Ernest Becker, the Pulitzer Prize winning author, wrote, “In order to turn out a piece of work the author has to exaggerate the emphasis of it, to oppose it in a forcefully competitive way to other versions of the truth…the problem is to find the truth underneath the exaggeration.”
"More than thirteen years after the U.S. intelligence community named the prevention of terrorism its number one goal, it seems to have little understanding of what drives terrorism, or how to counter it. And, if the recently increasing criticism is correct, the government’s investment in academic terrorism research isn’t helping. It may be because the government is continuing to fund research supporting discredited theories of terrorist radicalization, rather than objective empirical analyses."
The difficulty and challenge is being able to have a solid metrics system and equation in reaching solid conclusions. Whether you agree with Michael's assessment that seems to point to American intervention as a more serious problem than extreme religious ideology it is difficult to sift through human motives and which one is more dominant than the other.
To be sure Americanism is part of the drama. So is the history of Ba'athism and Islamism. How does one go about deconstructing which variable is more important than the other? How do you create a reliable equation that includes all the factors? The Iran and Iraq war of the 1980's versus the invasion of Kuwait by Saddam or the invasion by America? How do you determine and divide the quantity of the pie factor causation?
The pie consists of many moving pieces from geopolitics, ideology, psychology, historical and cultural movements, war...et cetera.
I think Zack Beauchamp does a good as job as any in trying to encompass all the factors and variables in the rise of ISIS. See his article here.

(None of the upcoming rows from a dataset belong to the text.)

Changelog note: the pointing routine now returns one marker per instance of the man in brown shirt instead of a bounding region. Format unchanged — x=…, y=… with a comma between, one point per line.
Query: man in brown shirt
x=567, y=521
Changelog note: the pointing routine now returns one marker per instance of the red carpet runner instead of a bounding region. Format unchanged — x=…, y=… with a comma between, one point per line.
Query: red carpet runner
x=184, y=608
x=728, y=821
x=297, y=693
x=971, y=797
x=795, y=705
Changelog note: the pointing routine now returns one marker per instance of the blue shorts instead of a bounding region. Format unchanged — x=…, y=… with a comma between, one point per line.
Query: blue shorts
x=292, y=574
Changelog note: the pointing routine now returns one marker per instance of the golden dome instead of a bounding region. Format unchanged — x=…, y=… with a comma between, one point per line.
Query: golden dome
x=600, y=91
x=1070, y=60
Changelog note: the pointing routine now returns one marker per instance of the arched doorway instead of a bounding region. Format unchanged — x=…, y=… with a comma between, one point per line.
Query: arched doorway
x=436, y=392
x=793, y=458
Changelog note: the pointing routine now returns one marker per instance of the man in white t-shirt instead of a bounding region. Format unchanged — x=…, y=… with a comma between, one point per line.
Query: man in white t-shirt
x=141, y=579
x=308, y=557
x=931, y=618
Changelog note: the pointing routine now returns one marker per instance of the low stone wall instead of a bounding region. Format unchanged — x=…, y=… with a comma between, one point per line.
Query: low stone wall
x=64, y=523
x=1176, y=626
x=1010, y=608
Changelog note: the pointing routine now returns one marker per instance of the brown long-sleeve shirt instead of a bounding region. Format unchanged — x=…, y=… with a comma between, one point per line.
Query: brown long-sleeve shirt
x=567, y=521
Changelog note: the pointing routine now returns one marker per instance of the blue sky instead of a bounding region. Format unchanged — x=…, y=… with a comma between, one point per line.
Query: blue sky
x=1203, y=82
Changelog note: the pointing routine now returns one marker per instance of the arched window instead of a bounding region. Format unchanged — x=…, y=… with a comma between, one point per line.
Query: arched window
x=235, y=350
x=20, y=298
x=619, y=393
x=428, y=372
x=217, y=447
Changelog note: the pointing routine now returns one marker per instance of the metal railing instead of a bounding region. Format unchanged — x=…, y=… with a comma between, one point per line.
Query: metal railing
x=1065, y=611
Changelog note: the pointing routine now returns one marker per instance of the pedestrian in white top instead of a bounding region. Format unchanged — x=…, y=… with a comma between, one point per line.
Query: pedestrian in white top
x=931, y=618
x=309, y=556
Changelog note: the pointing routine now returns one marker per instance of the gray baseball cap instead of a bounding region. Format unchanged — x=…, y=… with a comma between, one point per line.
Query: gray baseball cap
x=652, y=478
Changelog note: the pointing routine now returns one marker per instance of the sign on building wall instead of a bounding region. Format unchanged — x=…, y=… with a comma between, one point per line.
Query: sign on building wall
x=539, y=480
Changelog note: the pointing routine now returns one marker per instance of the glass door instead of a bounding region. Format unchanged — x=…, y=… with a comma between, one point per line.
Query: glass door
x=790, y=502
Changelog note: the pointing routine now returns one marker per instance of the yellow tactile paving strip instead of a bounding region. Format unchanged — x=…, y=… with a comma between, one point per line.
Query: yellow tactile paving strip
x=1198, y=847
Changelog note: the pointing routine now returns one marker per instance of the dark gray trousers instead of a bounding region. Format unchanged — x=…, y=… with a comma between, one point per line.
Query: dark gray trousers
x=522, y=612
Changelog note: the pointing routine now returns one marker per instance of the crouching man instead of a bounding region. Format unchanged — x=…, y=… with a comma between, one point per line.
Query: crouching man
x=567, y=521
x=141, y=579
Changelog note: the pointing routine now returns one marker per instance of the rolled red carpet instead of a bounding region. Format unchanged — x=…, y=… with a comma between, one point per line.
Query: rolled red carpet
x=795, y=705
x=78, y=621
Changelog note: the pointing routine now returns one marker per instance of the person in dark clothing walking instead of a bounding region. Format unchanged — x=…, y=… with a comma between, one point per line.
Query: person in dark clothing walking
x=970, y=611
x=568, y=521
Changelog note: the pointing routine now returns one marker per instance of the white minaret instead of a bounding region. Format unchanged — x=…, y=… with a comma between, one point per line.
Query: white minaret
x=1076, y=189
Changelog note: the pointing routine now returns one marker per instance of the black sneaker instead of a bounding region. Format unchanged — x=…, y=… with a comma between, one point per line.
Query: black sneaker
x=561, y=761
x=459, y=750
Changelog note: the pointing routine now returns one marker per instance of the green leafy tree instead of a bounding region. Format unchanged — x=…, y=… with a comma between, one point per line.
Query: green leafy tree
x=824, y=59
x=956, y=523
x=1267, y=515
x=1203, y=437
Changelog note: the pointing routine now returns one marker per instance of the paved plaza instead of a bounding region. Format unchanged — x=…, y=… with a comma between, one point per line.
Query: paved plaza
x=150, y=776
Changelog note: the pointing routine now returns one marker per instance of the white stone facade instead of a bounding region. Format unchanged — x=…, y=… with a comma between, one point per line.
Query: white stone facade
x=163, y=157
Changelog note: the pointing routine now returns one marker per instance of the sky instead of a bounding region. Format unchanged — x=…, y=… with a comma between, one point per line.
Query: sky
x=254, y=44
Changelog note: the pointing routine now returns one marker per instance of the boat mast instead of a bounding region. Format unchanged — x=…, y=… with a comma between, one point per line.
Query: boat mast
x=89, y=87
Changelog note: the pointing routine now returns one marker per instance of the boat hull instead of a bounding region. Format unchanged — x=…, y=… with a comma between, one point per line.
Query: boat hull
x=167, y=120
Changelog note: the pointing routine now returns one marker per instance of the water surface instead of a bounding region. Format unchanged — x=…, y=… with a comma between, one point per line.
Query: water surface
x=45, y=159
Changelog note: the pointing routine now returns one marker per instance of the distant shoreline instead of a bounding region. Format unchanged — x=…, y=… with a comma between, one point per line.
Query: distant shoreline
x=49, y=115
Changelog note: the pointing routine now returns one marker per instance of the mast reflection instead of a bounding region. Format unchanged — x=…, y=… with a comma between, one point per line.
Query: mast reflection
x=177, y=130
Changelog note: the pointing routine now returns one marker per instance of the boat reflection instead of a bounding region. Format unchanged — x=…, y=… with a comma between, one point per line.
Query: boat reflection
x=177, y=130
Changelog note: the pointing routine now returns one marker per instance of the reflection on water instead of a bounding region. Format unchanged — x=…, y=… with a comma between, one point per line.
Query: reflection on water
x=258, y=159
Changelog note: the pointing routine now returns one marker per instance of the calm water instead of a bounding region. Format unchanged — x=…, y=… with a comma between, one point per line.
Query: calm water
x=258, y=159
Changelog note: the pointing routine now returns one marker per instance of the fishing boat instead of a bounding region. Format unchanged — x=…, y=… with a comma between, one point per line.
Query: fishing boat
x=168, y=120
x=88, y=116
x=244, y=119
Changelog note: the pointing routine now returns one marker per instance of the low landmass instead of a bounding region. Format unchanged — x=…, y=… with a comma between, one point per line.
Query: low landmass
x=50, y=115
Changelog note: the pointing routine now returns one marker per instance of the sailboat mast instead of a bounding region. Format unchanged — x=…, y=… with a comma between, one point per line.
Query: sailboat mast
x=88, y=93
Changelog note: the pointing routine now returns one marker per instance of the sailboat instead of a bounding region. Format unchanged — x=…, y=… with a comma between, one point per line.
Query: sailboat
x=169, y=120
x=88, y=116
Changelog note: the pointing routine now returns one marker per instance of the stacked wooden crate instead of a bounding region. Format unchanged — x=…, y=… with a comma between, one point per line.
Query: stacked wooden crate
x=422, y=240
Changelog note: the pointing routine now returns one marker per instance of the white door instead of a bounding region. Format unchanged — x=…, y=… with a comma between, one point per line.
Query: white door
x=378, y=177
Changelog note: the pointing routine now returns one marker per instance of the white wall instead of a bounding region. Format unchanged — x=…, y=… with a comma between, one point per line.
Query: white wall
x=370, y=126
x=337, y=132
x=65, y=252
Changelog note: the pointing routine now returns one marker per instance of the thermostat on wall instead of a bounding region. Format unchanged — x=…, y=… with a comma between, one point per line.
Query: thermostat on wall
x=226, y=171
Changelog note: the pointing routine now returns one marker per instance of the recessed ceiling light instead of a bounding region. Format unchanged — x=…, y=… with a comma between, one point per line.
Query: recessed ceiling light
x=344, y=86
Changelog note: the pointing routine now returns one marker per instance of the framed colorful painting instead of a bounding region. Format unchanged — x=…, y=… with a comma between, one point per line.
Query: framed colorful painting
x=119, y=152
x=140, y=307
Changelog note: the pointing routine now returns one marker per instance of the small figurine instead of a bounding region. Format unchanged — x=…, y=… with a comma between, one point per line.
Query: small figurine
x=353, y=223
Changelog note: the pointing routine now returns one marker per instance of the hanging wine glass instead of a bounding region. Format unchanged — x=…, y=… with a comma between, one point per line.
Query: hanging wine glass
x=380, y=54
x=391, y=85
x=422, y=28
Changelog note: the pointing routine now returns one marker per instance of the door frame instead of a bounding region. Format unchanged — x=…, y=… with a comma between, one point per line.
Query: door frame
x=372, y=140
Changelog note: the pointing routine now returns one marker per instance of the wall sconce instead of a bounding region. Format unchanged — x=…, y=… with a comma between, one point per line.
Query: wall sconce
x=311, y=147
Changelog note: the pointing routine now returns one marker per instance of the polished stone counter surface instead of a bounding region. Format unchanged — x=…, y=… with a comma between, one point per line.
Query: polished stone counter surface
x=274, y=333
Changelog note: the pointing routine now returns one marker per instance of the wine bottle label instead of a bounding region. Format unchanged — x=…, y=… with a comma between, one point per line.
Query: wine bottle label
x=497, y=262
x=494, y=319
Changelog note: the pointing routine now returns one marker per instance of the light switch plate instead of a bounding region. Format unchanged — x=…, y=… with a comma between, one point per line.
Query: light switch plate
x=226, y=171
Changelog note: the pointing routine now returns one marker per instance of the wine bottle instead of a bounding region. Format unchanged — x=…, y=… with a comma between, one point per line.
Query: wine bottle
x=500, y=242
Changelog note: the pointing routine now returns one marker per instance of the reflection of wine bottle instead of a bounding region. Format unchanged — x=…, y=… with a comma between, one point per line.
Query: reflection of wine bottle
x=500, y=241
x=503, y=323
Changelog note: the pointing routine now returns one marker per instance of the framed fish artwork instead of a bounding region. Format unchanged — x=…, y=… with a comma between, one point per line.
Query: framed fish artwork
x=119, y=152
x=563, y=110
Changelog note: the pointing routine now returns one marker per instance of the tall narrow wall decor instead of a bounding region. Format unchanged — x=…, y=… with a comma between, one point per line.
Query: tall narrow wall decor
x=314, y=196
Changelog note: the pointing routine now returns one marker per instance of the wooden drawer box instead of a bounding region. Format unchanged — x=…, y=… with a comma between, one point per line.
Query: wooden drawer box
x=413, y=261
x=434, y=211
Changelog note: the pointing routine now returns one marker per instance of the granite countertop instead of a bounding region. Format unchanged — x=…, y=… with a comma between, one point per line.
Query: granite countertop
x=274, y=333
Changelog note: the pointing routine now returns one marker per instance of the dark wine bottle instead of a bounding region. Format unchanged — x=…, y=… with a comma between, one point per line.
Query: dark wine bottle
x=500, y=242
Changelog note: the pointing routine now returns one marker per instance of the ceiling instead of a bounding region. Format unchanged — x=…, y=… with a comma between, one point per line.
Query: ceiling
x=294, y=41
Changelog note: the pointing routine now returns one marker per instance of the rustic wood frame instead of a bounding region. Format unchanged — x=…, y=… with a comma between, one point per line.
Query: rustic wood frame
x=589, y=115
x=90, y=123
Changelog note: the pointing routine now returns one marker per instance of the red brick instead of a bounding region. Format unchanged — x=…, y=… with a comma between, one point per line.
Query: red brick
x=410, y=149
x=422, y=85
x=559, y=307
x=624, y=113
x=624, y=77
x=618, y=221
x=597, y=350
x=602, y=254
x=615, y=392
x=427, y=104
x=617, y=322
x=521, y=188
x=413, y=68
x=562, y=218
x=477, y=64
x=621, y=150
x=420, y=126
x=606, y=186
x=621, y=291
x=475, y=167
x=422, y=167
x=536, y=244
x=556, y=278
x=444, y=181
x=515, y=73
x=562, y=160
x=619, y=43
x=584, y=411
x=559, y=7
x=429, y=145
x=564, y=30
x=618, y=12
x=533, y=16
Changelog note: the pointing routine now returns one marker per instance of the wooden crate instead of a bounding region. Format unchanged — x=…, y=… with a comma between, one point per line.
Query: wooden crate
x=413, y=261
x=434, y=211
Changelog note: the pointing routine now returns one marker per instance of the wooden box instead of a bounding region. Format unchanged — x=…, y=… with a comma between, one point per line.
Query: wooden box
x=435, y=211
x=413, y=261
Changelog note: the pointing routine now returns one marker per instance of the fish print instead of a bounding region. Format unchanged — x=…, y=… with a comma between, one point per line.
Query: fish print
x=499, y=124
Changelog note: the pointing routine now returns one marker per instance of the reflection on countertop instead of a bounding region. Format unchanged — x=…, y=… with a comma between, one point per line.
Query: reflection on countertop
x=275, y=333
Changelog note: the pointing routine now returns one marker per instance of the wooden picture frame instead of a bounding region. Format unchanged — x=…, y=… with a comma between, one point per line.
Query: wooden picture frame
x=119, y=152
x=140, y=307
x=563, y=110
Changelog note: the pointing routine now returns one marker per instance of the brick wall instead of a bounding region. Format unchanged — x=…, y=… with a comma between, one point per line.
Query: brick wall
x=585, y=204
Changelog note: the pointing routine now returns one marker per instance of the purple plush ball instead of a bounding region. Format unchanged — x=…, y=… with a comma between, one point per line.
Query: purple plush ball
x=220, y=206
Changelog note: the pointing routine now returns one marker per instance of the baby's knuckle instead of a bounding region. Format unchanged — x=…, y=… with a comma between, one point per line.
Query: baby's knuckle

Also combining "objective empirical analysis" assumes those analyzing and those being analyzed are rational actors which is rarely the case. Human beings are motivated by many factors including factors that are hard to quantify and pin it down to some metric system. I agree with the drive to be more empirical and stay close to factual causation however there needs to be checks and balances to even those groups who claim objectivity because each think tank or person may have their own agenda including Michael German.